Soon, though, Puck realizes that Oberon’s belligerent façade is just that, and his schemes of strategic seduction are submerged beneath budding infatuation. Now, Puck will have to muster all his tricks, from sonnets to the lash, to win the fairy king’s heart—a task which becomes substantially more difficult when Oberon discovers that Puck has been consorting with mortals...

Midsummer Sky
No one knows why Oberon, king of the greatest fairy court in the world, doesn’t have wings. Not even his crafty lover, Puck, who prides himself on being privy to all Oberon’s secrets. But that’s about to change, for Oberon’s mother has revealed to her son that there may be a way to regain his lost wings—provided Oberon is willing to risk losing Puck...

Midsummer Court
While Titania is visiting her relatives, Oberon is left to govern the fairy court in her absence, with Puck, his lover and adviser, at his side.
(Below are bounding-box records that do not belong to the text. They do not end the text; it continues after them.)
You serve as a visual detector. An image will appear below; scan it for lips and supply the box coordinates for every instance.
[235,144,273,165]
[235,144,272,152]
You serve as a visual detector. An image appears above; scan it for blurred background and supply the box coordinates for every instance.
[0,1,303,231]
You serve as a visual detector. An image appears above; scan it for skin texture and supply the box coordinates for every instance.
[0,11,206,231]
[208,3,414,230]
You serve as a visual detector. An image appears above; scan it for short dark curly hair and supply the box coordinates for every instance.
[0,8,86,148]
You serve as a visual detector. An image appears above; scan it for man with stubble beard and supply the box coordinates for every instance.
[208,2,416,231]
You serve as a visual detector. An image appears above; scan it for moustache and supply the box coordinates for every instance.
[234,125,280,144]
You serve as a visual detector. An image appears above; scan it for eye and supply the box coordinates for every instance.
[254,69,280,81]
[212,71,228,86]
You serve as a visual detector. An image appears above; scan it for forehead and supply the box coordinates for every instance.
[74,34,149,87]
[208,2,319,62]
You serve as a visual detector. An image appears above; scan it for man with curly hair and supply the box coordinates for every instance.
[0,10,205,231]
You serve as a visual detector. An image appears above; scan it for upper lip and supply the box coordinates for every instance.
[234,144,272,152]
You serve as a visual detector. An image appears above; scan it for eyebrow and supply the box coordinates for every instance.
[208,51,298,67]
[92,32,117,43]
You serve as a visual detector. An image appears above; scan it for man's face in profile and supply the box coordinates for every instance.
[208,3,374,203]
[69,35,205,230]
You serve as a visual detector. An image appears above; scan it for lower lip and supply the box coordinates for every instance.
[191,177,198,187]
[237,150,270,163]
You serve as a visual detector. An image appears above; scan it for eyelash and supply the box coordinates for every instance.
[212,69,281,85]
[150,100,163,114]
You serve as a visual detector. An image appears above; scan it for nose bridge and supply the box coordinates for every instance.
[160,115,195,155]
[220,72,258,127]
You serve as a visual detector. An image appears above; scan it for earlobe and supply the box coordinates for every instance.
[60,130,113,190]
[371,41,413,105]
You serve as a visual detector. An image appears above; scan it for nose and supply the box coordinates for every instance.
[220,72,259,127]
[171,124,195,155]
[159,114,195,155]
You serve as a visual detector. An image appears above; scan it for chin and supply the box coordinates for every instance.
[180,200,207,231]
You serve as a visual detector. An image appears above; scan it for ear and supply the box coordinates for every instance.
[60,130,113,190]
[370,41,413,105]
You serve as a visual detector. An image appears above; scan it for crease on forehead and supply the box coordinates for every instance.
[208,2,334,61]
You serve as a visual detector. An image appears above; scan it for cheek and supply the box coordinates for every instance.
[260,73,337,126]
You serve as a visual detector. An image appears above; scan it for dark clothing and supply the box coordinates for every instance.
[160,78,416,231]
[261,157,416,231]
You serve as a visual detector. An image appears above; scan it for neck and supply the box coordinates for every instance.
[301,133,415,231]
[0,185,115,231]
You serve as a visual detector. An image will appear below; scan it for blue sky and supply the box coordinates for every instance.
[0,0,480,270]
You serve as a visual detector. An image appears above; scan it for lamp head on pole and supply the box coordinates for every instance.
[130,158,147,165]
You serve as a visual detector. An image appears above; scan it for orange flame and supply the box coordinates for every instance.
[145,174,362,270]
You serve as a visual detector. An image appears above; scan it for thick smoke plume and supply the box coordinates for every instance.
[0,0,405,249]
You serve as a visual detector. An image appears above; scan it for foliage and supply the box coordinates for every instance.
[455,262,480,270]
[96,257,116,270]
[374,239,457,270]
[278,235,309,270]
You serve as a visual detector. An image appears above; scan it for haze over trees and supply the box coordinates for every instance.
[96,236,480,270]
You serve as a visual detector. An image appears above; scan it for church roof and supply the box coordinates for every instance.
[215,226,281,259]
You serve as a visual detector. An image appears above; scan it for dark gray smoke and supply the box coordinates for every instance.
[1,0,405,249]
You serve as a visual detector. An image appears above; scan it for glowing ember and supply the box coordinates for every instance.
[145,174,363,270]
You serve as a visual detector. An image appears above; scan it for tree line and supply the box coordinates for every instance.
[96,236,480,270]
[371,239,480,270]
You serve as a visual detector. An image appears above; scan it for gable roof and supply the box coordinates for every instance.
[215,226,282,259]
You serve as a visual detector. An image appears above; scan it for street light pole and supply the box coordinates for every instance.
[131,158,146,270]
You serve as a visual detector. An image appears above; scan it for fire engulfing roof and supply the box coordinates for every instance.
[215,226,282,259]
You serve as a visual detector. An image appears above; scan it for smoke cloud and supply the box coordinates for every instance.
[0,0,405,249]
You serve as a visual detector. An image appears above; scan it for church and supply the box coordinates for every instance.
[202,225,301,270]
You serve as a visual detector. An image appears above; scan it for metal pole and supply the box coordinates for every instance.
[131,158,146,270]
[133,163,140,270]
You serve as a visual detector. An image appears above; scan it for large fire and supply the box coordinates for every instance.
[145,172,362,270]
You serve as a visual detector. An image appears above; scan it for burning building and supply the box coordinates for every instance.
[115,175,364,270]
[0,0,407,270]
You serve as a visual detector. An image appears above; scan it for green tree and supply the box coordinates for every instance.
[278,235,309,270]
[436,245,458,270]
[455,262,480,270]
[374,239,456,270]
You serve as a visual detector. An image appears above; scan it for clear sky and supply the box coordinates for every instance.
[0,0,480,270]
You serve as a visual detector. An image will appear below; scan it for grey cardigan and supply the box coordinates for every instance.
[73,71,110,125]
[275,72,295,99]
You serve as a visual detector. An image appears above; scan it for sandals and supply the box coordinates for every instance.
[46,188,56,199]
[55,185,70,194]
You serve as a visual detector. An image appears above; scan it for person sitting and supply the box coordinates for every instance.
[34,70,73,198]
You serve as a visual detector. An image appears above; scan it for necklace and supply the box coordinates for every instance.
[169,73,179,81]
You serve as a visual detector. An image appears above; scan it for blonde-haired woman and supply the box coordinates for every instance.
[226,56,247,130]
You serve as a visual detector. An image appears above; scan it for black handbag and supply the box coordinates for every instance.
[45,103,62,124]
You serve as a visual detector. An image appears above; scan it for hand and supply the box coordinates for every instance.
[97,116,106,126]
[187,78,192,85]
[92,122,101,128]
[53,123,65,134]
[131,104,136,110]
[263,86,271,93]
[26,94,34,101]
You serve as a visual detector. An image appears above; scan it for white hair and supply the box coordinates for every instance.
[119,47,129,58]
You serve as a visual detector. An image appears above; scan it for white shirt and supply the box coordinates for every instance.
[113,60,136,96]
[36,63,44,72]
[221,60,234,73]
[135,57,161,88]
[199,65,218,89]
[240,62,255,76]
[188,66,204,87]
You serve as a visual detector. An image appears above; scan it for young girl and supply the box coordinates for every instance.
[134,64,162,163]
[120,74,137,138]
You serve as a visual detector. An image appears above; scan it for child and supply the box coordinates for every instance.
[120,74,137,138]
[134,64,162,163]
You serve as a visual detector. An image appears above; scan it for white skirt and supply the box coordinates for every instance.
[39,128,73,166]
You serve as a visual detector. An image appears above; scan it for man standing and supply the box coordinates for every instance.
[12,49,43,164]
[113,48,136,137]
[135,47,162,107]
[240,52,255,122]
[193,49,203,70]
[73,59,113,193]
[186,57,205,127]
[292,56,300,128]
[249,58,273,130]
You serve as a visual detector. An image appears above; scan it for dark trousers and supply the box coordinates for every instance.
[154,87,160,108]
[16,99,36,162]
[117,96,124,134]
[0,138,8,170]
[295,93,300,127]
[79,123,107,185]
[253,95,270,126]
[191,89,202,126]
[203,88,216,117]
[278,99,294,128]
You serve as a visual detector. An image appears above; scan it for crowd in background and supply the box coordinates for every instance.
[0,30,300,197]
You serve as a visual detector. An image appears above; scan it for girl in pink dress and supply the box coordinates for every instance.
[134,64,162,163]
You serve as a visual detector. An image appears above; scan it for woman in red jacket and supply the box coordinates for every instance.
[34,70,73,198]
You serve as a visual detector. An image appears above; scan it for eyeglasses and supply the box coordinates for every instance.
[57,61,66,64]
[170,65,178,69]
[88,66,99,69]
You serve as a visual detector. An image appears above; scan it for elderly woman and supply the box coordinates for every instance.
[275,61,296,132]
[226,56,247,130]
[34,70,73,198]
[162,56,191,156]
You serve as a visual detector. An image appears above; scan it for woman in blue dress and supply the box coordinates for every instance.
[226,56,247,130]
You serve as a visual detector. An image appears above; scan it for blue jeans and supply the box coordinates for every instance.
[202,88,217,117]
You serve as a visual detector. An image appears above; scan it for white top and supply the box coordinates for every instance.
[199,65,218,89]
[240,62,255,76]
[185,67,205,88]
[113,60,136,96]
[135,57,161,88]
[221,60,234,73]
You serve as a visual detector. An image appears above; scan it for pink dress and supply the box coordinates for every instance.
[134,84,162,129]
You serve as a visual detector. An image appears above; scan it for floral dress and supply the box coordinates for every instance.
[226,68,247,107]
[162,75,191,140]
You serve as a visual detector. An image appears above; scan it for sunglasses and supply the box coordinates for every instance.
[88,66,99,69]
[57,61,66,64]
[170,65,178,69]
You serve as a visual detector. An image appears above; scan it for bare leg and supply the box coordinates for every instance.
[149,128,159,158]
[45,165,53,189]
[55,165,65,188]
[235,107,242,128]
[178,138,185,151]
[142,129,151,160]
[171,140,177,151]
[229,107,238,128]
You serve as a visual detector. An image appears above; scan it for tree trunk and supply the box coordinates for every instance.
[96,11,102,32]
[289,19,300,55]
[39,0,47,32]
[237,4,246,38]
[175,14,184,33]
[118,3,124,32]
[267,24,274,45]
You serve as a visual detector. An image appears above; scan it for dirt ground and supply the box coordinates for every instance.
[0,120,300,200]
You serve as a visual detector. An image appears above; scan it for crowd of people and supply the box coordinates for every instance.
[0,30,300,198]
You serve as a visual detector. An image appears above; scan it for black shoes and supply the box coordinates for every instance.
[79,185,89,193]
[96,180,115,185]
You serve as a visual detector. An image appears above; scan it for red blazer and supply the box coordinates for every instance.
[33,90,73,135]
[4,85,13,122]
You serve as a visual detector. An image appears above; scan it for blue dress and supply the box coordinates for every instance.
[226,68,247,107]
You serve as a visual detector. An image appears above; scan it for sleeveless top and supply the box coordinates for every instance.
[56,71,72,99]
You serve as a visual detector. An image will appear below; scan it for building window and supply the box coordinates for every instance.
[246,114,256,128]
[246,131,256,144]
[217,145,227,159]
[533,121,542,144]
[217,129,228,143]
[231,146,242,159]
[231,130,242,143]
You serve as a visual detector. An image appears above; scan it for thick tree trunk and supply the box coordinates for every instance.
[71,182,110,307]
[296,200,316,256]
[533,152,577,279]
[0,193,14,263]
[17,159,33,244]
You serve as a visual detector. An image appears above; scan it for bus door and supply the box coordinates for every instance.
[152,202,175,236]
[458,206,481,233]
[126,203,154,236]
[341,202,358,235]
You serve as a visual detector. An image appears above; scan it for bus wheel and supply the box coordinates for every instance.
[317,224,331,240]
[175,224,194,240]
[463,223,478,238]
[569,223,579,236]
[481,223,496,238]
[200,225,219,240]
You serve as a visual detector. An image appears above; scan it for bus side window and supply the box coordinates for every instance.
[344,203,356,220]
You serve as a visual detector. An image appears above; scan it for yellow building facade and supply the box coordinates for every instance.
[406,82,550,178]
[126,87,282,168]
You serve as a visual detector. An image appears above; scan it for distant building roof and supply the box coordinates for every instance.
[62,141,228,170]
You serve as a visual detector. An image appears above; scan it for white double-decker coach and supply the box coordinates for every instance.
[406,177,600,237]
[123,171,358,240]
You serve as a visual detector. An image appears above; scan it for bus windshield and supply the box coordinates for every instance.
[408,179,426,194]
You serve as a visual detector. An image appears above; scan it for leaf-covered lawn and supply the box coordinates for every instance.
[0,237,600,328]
Despite Puck’s efforts to drag the king away from his duties and towards more salacious pursuits, Oberon remains loved and respected by the majority of his people. But trouble looms on the horizon; Oberon’s rumoured perversity and failure to produce an heir have earned him a handful of political enemies. When disaster strikes the court at the solstice feast, they are quick to point the finger of blame at the one they hold responsible for Oberon’s weaknesses—Puck himself.